Recently, placebo or sham surgeries have demonstrated remarkably positive effects in the placebo or control treatment arms for well-established surgeries. In chapter 6, “The Placebo Effect in Surgery,” I examine the use of sham surgery as a control and discuss how present-day findings are influencing our belief in the efficacy of some surgeries. Improving clinical trials relies on being able to predict placebo responders so we can harness and manage placebo effects. In chapter 7, I explore the question of “Who Responds?” to placebos, and take a look at what psychology and genetics tell us about predicting placebo responders.

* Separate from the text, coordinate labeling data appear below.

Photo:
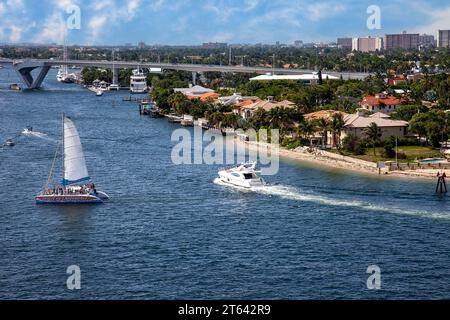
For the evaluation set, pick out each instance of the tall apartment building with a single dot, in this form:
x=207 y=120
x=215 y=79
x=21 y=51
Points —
x=214 y=45
x=426 y=40
x=345 y=43
x=401 y=41
x=443 y=40
x=368 y=44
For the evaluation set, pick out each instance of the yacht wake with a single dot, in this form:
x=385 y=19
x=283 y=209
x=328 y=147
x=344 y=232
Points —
x=291 y=193
x=39 y=135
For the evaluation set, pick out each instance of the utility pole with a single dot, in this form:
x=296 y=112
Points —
x=273 y=65
x=396 y=151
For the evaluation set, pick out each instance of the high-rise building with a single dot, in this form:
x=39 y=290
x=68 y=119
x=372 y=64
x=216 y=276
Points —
x=298 y=43
x=214 y=45
x=401 y=41
x=426 y=40
x=345 y=43
x=368 y=44
x=443 y=39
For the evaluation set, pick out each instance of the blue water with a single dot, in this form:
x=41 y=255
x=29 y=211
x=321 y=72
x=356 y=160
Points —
x=169 y=232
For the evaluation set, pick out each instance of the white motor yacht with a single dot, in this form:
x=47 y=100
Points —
x=28 y=131
x=138 y=82
x=243 y=175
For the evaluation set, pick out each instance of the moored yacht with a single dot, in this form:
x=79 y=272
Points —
x=243 y=175
x=138 y=82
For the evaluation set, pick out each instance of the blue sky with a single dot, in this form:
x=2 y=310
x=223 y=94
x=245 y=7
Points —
x=186 y=22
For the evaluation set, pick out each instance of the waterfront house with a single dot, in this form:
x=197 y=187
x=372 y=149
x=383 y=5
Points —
x=356 y=123
x=381 y=102
x=194 y=91
x=236 y=99
x=247 y=111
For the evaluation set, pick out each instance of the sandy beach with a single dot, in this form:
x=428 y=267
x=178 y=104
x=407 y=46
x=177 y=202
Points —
x=332 y=160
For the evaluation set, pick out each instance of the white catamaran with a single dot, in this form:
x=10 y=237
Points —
x=76 y=187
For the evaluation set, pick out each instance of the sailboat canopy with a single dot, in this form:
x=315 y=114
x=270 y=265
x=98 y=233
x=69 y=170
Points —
x=75 y=170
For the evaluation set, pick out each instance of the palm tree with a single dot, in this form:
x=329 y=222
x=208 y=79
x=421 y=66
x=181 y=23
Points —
x=373 y=134
x=307 y=129
x=259 y=118
x=323 y=125
x=336 y=125
x=175 y=100
x=215 y=119
x=230 y=121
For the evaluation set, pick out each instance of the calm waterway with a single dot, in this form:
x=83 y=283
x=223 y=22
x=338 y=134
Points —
x=169 y=232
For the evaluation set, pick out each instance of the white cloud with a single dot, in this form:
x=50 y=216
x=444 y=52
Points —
x=2 y=9
x=439 y=19
x=54 y=29
x=18 y=4
x=15 y=34
x=322 y=10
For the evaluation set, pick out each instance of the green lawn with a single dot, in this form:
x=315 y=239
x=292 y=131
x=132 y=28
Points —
x=412 y=153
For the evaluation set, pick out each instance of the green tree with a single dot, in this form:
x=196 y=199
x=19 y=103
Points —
x=337 y=123
x=373 y=135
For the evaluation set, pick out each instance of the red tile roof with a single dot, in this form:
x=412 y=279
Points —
x=374 y=101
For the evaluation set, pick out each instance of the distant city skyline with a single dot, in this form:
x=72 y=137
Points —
x=193 y=22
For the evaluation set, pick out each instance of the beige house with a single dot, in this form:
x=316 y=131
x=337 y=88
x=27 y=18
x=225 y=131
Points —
x=247 y=112
x=356 y=123
x=380 y=103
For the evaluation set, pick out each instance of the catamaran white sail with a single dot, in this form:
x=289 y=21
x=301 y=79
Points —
x=76 y=185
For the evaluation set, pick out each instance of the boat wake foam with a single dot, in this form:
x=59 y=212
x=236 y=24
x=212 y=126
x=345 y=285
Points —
x=36 y=134
x=291 y=193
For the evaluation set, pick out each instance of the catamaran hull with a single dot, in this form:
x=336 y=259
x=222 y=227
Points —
x=75 y=199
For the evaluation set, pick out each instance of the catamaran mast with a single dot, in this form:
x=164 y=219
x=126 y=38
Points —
x=63 y=153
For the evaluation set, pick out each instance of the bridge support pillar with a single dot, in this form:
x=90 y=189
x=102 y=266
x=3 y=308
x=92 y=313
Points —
x=116 y=72
x=24 y=71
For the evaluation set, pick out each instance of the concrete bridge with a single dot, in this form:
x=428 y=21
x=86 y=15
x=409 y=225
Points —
x=25 y=67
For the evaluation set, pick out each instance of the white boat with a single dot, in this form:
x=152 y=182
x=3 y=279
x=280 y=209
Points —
x=138 y=82
x=62 y=74
x=28 y=131
x=114 y=87
x=76 y=187
x=243 y=175
x=10 y=143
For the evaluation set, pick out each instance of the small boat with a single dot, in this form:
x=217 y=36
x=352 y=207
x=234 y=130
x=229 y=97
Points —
x=114 y=87
x=10 y=143
x=14 y=87
x=28 y=131
x=76 y=187
x=138 y=82
x=243 y=175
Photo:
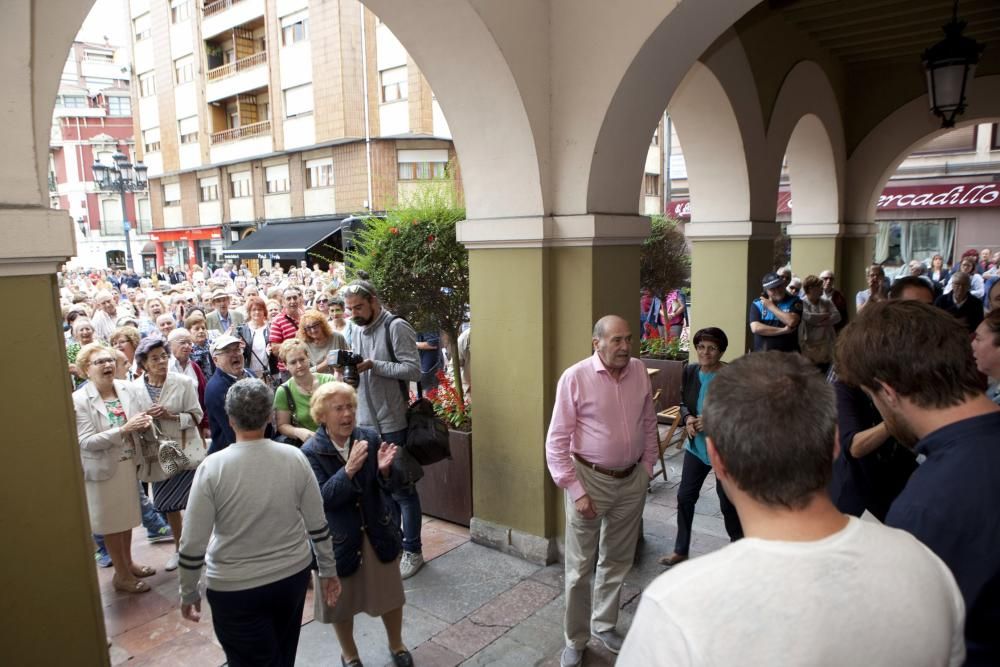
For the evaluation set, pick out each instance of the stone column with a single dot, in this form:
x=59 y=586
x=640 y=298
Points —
x=728 y=261
x=537 y=287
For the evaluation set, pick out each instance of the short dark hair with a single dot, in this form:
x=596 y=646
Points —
x=714 y=335
x=920 y=351
x=900 y=284
x=778 y=462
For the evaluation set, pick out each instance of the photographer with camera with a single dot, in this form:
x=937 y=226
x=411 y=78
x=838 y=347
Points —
x=387 y=347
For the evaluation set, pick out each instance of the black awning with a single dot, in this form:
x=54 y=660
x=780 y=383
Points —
x=285 y=240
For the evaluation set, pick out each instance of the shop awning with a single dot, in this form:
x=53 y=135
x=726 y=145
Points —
x=285 y=240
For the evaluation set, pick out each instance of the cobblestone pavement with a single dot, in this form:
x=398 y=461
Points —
x=469 y=605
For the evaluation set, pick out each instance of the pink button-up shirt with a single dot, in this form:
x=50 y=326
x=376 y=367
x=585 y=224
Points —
x=608 y=422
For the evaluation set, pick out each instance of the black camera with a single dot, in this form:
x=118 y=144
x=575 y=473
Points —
x=349 y=362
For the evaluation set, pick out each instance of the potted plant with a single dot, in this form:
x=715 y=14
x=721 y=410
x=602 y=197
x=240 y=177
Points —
x=422 y=274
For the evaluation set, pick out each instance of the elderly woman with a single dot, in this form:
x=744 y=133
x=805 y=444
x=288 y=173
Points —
x=253 y=511
x=354 y=468
x=126 y=340
x=110 y=414
x=291 y=400
x=177 y=414
x=986 y=350
x=710 y=344
x=818 y=331
x=256 y=332
x=316 y=333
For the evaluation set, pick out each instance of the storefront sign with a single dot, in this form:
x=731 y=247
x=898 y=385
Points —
x=905 y=197
x=190 y=234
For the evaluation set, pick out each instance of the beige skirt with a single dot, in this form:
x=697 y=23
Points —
x=375 y=589
x=114 y=503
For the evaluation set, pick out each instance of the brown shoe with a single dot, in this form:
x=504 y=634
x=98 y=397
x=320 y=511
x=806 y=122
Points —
x=672 y=559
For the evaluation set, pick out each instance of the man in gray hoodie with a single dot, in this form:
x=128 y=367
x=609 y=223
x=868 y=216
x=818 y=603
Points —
x=383 y=393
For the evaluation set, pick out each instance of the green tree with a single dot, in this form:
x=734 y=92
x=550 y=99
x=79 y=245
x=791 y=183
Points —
x=420 y=269
x=665 y=262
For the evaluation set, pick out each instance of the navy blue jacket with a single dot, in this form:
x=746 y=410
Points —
x=215 y=406
x=951 y=504
x=355 y=506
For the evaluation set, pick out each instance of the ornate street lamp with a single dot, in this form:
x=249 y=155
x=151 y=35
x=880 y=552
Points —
x=950 y=65
x=121 y=178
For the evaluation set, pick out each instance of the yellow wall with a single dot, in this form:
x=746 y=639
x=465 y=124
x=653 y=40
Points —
x=813 y=255
x=725 y=278
x=49 y=579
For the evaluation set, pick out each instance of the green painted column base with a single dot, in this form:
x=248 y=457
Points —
x=725 y=277
x=49 y=579
x=534 y=310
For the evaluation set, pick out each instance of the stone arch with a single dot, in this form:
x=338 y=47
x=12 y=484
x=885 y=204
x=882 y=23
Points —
x=496 y=144
x=651 y=81
x=879 y=154
x=806 y=127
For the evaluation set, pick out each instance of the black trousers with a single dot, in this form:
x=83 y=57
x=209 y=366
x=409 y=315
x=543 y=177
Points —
x=260 y=626
x=692 y=477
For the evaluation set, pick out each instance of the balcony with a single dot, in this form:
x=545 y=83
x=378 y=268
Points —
x=222 y=15
x=244 y=132
x=237 y=77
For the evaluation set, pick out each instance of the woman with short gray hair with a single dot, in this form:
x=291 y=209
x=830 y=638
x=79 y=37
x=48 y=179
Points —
x=257 y=501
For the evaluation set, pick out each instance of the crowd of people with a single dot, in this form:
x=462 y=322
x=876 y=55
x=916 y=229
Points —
x=241 y=367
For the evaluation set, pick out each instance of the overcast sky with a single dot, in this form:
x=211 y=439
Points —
x=108 y=18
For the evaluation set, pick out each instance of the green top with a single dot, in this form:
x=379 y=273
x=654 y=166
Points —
x=301 y=417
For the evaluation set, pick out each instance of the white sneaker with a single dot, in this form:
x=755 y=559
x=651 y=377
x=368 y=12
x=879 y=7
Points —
x=410 y=564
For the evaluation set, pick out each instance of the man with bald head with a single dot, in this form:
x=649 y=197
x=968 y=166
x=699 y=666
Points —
x=600 y=450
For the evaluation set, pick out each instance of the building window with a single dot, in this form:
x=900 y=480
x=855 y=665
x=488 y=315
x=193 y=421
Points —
x=151 y=139
x=72 y=101
x=171 y=194
x=209 y=188
x=319 y=173
x=184 y=69
x=651 y=185
x=294 y=28
x=180 y=10
x=140 y=27
x=239 y=185
x=187 y=128
x=147 y=84
x=298 y=101
x=422 y=171
x=119 y=106
x=277 y=178
x=393 y=82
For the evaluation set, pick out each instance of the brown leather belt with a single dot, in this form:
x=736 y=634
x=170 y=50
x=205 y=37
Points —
x=617 y=474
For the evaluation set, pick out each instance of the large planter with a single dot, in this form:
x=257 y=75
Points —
x=446 y=487
x=668 y=380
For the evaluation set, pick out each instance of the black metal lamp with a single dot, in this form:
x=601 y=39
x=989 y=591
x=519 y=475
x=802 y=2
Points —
x=950 y=65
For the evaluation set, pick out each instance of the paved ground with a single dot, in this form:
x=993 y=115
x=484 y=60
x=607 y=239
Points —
x=469 y=605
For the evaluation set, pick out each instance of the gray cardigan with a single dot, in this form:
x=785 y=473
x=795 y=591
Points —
x=381 y=405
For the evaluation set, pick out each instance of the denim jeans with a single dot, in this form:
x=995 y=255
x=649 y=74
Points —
x=408 y=501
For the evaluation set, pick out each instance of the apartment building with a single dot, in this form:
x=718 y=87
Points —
x=272 y=114
x=944 y=198
x=92 y=121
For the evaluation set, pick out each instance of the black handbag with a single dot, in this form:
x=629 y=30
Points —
x=427 y=439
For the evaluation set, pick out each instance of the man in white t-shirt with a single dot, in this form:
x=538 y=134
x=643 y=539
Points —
x=808 y=585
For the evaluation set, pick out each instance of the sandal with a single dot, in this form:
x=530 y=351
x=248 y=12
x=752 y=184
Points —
x=672 y=559
x=134 y=586
x=142 y=571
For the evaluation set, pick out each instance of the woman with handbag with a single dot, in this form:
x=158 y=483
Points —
x=355 y=474
x=291 y=399
x=177 y=414
x=110 y=414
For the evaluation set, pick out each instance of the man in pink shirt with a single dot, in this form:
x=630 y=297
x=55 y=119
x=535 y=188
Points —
x=600 y=448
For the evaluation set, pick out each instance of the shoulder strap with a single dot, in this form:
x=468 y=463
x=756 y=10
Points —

And finally, in chapter 8, “Placebo Redux,” I focus on the role placebos are playing in current times, and the new challenges and opportunities provided by technological advances like virtual reality, artificial intelligence, and digital therapeutics, termed digiceuticals.

Placebos are a back door to one of our most valuable assets: our health.

Placebos are a back door to one of our most valuable assets: our health. In hacker terms, a back door is a hidden entrance that can provide access to manipulate and establish control of a network. As neuroimaging studies bring the mechanisms of the action of placebos into clear view, we are learning that there are regions in the brain that can be induced, through expectations, to override the networks that process incoming sensations of pain or other symptoms. Variously championed by well-meaning healers and assaulted by quacks, the access that placebos offer to our health and well-being has been hiding in plain sight. Only now as the levers of the powerful placebo are being revealed are we in a position to understand our individual and collective roles and responsibilities. Surely it is incumbent on us to safeguard and use the power of placebos for good.